第20話 文化祭(1)

 そうして『色統一コスプレ喫茶』――正式名称『1-5イチゴ喫茶スカーレット』の準備を順調に進めて迎えた文化祭当日。


 赤いTシャツを着た俺は、教室の隅で暗幕に仕切られただけのなんちゃってバックヤードの中で、ホットプレートで次から次へとホットケーキを焼いていた。


 今日の俺は10時に文化祭がスタートした直後からの一番手でホットケーキを焼く大役を任されているのだ。


 その後はクラス全体を監督することになっていた。

 と言っても問題がなければ特に何をするわけでもないんだけれど。


 ちなみに正式名称の中の『1-5』はイチゴと読み、赤色のイメージとともに掛詞になっていて1年5組をアピールしている。

 スカーレットは英語でそのまま赤の意味だ。


 ハスミンたち女子が考えた名前なんだけど、俺もかなり気に入っている。

 それはさておき。


「焼き上がったぞー」


 前日練習の成果を存分に発揮した俺が、ふんわり綺麗なきつね色に焼き上がったホットケーキを紙皿に乗せると、


「ここからは女子力の見せどころよ、綺麗に盛り付けるわよ」

 それを女子たちがホイップクリームとフルーツで煌びやかに盛り付けていく。


「ホットケーキ・フルーツミックス盛り4枚入りました~」

「織田くん、こっちもミックス盛り2枚だよ!」

 さらには追加のオーダーが次々と入ってくる。


「了解だ」


 俺はさらに6枚のホットケーキを焼いていき――。


 交代要員とローテしながら、12時までの午前中の2時間、ひたすらホットケーキを焼き続けた。



 12時になって次の担当チームにホットケーキ係を代わると休憩に入る。

 みんなの邪魔にならないよう俺はいったん廊下へと出ると、スタートからここまでいい感じに繁盛している『1-5喫茶スカーレット』を外から眺めてみた。


(うんうん。やっぱりみんなで力を合わせて何かをするのっていいよなぁ)


 得も言われぬ達成感が込み上げてくる。


 魔王カナンを討伐した時の、力の限りを振り絞って手にした命がけの達成感とはまた一味違った、それは穏やかな温もりに満ちた充実感とも言える感情だった。


 あと、これは完全に余談なんだけど。

 実はメニュー作りの時にパンケーキとホットケーキ、どちらの名称を使うかでちょっとだけ議論があった。


 最終的に『ホットケーキミックスを使うんだからホットケーキだろ?』派が僅差で『パンケーキのほうがオシャレで映える』派に勝利し、今回のメニューはホットケーキになっている。


 閑話休題。

 クラスメイトでコスプレしている人は3割ほどだ。

 残りは俺と同じで、各々が持ってきた赤系のシャツを着ている。


 まぁコスプレといっても浴衣やチャイナ服だったりとかで、ガチでコスプレって感じの人は3人しかいないんだけど。
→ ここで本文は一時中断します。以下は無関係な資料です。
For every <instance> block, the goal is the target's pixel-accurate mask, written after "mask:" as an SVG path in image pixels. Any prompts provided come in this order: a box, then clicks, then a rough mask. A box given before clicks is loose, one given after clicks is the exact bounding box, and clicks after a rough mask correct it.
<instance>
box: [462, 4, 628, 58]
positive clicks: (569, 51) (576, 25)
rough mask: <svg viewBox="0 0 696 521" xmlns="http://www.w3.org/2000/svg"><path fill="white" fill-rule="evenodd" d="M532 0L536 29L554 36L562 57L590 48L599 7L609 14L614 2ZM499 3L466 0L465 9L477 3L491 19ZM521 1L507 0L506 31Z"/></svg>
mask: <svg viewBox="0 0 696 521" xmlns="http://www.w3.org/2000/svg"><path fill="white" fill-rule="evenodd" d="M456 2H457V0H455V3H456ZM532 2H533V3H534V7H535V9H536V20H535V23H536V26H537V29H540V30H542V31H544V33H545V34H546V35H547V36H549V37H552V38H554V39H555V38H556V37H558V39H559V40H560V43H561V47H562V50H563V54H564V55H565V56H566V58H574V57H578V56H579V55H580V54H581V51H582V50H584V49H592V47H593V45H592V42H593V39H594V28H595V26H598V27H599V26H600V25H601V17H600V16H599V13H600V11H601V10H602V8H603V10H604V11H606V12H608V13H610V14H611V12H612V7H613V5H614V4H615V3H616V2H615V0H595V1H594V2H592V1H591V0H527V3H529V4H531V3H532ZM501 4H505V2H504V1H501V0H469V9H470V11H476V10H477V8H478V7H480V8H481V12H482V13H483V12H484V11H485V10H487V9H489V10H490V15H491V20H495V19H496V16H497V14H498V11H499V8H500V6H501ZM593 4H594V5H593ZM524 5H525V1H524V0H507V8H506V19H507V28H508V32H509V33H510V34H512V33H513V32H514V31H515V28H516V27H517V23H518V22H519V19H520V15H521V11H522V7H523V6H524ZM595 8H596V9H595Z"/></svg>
 一人はやたら可愛いフリフリミニスカートの巫女さんで、もう1人は魔女っ子だ。

 そして残る最後の一人はというと、俺の一番の親友こと柴田智哉だった。


 というか智哉はその中でもぶっちぎりで目立っていて、かつ大人気だった。


 と言うのも。

 智哉は赤いロボット――ガ〇ダムに出てくる有名なシャ〇専用〇クの全身着ぐるみ段ボールコスプレをしていたからだ。
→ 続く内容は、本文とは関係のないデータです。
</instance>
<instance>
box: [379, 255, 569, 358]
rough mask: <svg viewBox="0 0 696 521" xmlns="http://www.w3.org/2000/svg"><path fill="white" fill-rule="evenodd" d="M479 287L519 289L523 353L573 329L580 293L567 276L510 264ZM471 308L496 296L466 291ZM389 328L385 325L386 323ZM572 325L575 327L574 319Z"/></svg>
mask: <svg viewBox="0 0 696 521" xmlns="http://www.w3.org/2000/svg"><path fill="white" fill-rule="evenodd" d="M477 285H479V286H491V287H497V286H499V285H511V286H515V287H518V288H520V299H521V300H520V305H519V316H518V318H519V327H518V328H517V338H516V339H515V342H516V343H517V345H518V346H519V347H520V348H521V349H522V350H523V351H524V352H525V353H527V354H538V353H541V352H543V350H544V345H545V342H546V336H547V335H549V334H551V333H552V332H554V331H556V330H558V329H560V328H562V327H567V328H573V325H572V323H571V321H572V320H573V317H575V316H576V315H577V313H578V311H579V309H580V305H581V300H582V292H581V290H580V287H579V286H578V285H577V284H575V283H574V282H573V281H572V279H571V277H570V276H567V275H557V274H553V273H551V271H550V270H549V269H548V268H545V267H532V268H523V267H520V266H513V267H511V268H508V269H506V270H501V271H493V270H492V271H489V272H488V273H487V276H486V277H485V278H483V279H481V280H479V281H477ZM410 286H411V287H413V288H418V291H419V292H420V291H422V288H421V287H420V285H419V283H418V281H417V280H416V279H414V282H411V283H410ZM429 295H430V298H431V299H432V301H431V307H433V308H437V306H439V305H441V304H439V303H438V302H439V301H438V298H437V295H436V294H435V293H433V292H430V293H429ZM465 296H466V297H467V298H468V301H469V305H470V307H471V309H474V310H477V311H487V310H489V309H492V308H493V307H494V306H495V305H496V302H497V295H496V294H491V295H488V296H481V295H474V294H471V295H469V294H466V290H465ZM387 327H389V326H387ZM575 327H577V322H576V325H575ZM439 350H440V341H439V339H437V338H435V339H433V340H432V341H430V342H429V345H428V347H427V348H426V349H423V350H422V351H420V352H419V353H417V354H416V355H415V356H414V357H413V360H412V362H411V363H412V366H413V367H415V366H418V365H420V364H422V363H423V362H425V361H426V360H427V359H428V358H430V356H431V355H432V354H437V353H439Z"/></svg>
 このコスプレ(っていうかモスプレ?=モビ〇スーツプレイ)は智哉がコミケに参加するために作っていたもので、その出来栄えときたらあまりにハイレベルに細部まで丁寧に作り込まれている。


 そんなハイクオリティなロボ智哉が、入り口近くでプラカードを持って客寄せをしているのだ。

 廊下を歩いている来校者や他のクラスの生徒たちは、吸いこまれるように次々と『1-5喫茶スカーレット』へと足を運んでいた。


(ここまでのMVPを1人挙げるなら、間違いなく智哉だな)


 それほどまでにロボ智哉は群を抜いて圧倒的な集客力だった。